Complex Number Properties

z = 3 + 4im

# Get real and imaginary parts
println(real(z))  # 3
println(imag(z))  # 4

# Complex conjugate
println(conj(z))  # 3 - 4im

# Modulus (absolute value)
println(abs(z))   # 5.0 (√(3² + 4²))

# Squared modulus
println(abs2(z))  # 25 (3² + 4², avoids square root)

# Argument (radians)
println(angle(z)) # 0.9272... (atan(4/3))

Complex Number Operations

z1 = 3 + 4im
z2 = 1 - 2im

# Addition
println(z1 + z2)  # 4 + 2im

# Subtraction
println(z1 - z2)  # 2 + 6im

# Multiplication
println(z1 * z2)  # 11 - 2im

# Division
println(z1 / z2)  # -1.0 + 2.0im

# Power
println(z1^2)     # -7 + 24im
println(z1^0.5)   # Square root

# Complex with real operations
println(z1 + 5)   # 8 + 4im
println(z1 * 2)   # 6 + 8im

Complex Functions

z = 1 + 1im

# Exponential and logarithm
println(exp(z))   # e^z
println(log(z))   # Natural logarithm

# Trigonometric functions
println(sin(z))
println(cos(z))
println(tan(z))

# Hyperbolic functions
println(sinh(z))
println(cosh(z))
println(tanh(z))

# Square root
println(sqrt(-1 + 0im))  # 0.0 + 1.0im
println(sqrt(Complex(-1)))  # Same as above

Polar Form

# Create complex number from polar coordinates
r = 5.0          # Modulus
θ = π/4          # Argument

z = r * exp(im * θ)  # Or r * cis(θ)
println(z)       # 3.5355... + 3.5355...im

# Using cis function (cos + i*sin)
z = 5 * cis(π/4)

# Extract polar coordinates
println(abs(z))    # Modulus: 5.0
println(angle(z))  # Argument: 0.785... (π/4)

Euler's Formula

# e^(iπ) + 1 ≈ 0 (Euler's identity)
result = exp(im * π) + 1
println(result)      # 0.0 + 1.2246...e-16im (approximately 0)
println(isapprox(result, 0, atol=1e-10))  # true

Rational Numbers

Creating Rational Numbers

Use the // operator to create rational numbers:

# Basic creation
r1 = 3//4
r2 = 2//3

println(r1)  # 3//4
println(typeof(r1))  # Rational{Int64}

# Automatic reduction
r3 = 6//8
println(r3)  # 3//4 (automatically reduced)

r4 = 10//15
println(r4)  # 2//3

# Negative rationals
r5 = -3//4
r6 = 3//-4
println(r5)  # -3//4
println(r6)  # -3//4 (sign moved to numerator)

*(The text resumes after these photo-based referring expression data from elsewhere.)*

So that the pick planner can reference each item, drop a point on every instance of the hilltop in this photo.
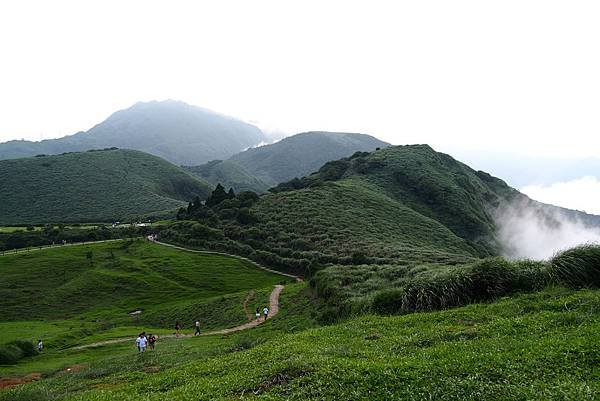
(173, 130)
(260, 168)
(102, 185)
(401, 204)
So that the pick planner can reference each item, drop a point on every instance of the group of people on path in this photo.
(265, 313)
(144, 341)
(178, 329)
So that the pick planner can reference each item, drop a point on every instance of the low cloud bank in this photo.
(581, 194)
(535, 231)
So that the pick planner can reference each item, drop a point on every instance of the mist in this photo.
(529, 230)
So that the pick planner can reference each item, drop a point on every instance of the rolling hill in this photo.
(401, 204)
(175, 131)
(230, 175)
(102, 185)
(262, 167)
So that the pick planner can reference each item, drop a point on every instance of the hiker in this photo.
(141, 342)
(151, 341)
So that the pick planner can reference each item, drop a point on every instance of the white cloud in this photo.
(580, 194)
(536, 232)
(487, 75)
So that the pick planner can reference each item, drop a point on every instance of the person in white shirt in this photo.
(141, 342)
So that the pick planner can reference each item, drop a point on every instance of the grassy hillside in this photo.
(230, 175)
(259, 168)
(81, 291)
(402, 204)
(172, 130)
(430, 183)
(92, 186)
(539, 346)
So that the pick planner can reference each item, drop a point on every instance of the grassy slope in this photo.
(534, 346)
(301, 154)
(430, 183)
(172, 130)
(352, 216)
(92, 186)
(230, 175)
(78, 299)
(294, 316)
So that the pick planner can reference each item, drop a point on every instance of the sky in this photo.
(487, 82)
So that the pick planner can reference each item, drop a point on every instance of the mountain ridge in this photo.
(97, 185)
(174, 130)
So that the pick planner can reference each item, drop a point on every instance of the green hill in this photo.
(92, 186)
(533, 346)
(93, 289)
(230, 175)
(402, 204)
(173, 130)
(262, 167)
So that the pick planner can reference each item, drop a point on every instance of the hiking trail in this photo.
(273, 310)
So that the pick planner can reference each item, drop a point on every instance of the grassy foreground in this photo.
(81, 294)
(539, 346)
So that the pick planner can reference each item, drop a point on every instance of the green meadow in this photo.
(81, 294)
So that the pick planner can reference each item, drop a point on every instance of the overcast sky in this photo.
(467, 77)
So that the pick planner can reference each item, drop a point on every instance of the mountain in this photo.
(175, 131)
(97, 186)
(262, 167)
(230, 175)
(399, 205)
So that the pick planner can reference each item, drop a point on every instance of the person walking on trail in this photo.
(141, 342)
(151, 341)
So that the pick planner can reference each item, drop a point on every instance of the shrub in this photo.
(26, 346)
(577, 267)
(10, 354)
(389, 301)
(482, 281)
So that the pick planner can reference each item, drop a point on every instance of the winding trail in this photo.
(231, 256)
(273, 298)
(273, 311)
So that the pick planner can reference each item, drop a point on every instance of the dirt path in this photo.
(230, 255)
(44, 247)
(273, 310)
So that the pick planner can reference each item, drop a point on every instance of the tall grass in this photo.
(490, 279)
(577, 267)
(482, 281)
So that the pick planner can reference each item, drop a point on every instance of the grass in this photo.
(533, 346)
(295, 315)
(67, 298)
(95, 186)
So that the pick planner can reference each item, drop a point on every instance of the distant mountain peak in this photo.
(174, 130)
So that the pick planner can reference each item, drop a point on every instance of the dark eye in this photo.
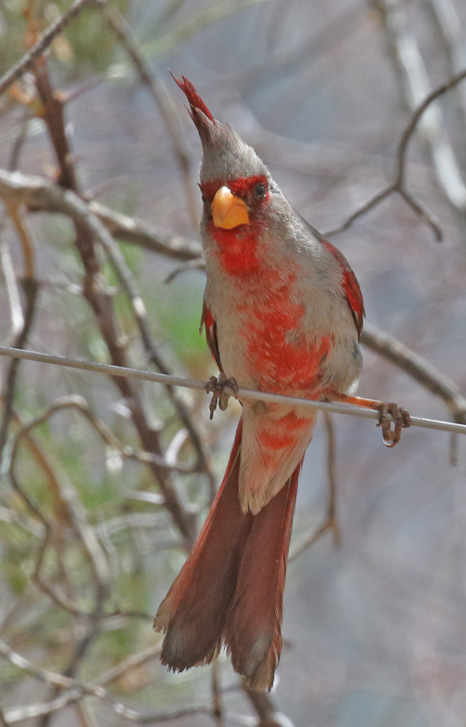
(260, 190)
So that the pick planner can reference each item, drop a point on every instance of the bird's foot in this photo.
(216, 386)
(391, 427)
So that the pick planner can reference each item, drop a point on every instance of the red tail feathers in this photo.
(230, 590)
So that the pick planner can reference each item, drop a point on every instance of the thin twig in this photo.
(246, 394)
(397, 185)
(27, 61)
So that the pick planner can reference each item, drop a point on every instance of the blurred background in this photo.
(375, 629)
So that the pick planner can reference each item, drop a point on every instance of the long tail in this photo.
(230, 590)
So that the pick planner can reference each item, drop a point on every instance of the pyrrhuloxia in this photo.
(283, 312)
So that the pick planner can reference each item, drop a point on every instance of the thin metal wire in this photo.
(246, 394)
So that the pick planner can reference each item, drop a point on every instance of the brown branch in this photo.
(399, 173)
(27, 61)
(88, 228)
(39, 195)
(30, 289)
(161, 99)
(418, 368)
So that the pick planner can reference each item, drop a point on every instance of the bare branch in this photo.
(27, 61)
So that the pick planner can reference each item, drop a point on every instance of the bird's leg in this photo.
(400, 416)
(216, 386)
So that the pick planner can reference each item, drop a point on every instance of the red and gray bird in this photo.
(283, 313)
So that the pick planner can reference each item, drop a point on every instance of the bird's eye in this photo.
(260, 190)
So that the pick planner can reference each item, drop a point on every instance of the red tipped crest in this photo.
(195, 101)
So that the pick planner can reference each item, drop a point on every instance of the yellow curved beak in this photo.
(228, 211)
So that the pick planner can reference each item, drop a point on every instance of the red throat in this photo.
(237, 250)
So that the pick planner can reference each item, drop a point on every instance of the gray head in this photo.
(224, 154)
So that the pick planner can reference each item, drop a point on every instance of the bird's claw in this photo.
(401, 418)
(216, 386)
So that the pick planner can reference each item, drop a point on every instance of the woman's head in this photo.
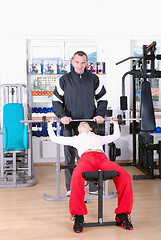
(84, 127)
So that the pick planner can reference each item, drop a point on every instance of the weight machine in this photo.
(140, 70)
(16, 166)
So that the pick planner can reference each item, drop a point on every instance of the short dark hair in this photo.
(80, 53)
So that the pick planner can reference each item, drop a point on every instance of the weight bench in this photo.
(98, 177)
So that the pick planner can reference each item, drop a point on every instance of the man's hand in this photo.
(98, 119)
(65, 120)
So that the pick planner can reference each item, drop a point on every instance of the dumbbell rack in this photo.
(58, 196)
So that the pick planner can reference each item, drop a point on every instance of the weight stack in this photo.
(145, 156)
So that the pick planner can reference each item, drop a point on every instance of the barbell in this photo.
(44, 121)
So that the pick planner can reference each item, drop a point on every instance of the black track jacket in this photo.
(79, 96)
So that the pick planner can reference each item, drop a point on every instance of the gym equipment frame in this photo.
(98, 177)
(16, 166)
(147, 111)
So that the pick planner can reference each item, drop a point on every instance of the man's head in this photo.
(79, 61)
(84, 127)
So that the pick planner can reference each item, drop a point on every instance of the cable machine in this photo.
(145, 162)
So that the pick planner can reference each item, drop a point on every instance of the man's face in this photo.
(79, 63)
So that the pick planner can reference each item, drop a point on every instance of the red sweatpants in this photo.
(93, 161)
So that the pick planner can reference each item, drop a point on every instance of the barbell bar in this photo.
(44, 121)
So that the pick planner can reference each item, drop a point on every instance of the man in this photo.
(92, 158)
(78, 95)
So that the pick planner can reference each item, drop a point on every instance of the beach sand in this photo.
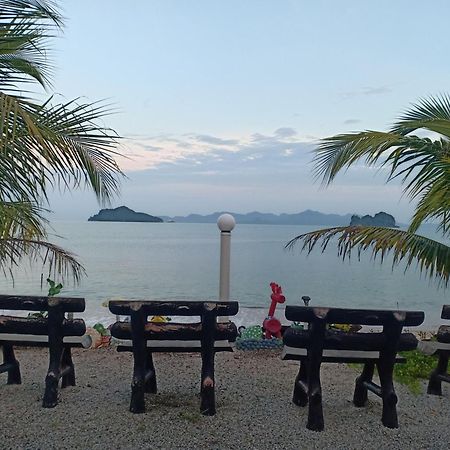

Rational Number Properties

r = 3//4

# Get numerator and denominator
println(numerator(r))    # 3
println(denominator(r))  # 4

# Convert to float
println(float(r))        # 0.75
println(Float64(r))      # 0.75

Rational Number Operations

r1 = 3//4
r2 = 2//3

# Addition
println(r1 + r2)  # 17//12

# Subtraction
println(r1 - r2)  # 1//12

# Multiplication
println(r1 * r2)  # 1//2

# Division
println(r1 / r2)  # 9//8

# Power
println(r1^2)     # 9//16
println(r1^-1)    # 4//3 (reciprocal)

# With integers
println(r1 + 1)   # 7//4
println(r1 * 2)   # 3//2

Rational Number Comparison

r1 = 1//3
r2 = 2//6

# Equality comparison (compares after reduction)
println(r1 == r2)  # true

# Magnitude comparison
println(1//3 < 1//2)  # true
println(2//3 > 1//2)  # true

# Compare with floats
println(1//2 == 0.5)  # true
println(1//3 == 1/3)  # false (floating point precision issue)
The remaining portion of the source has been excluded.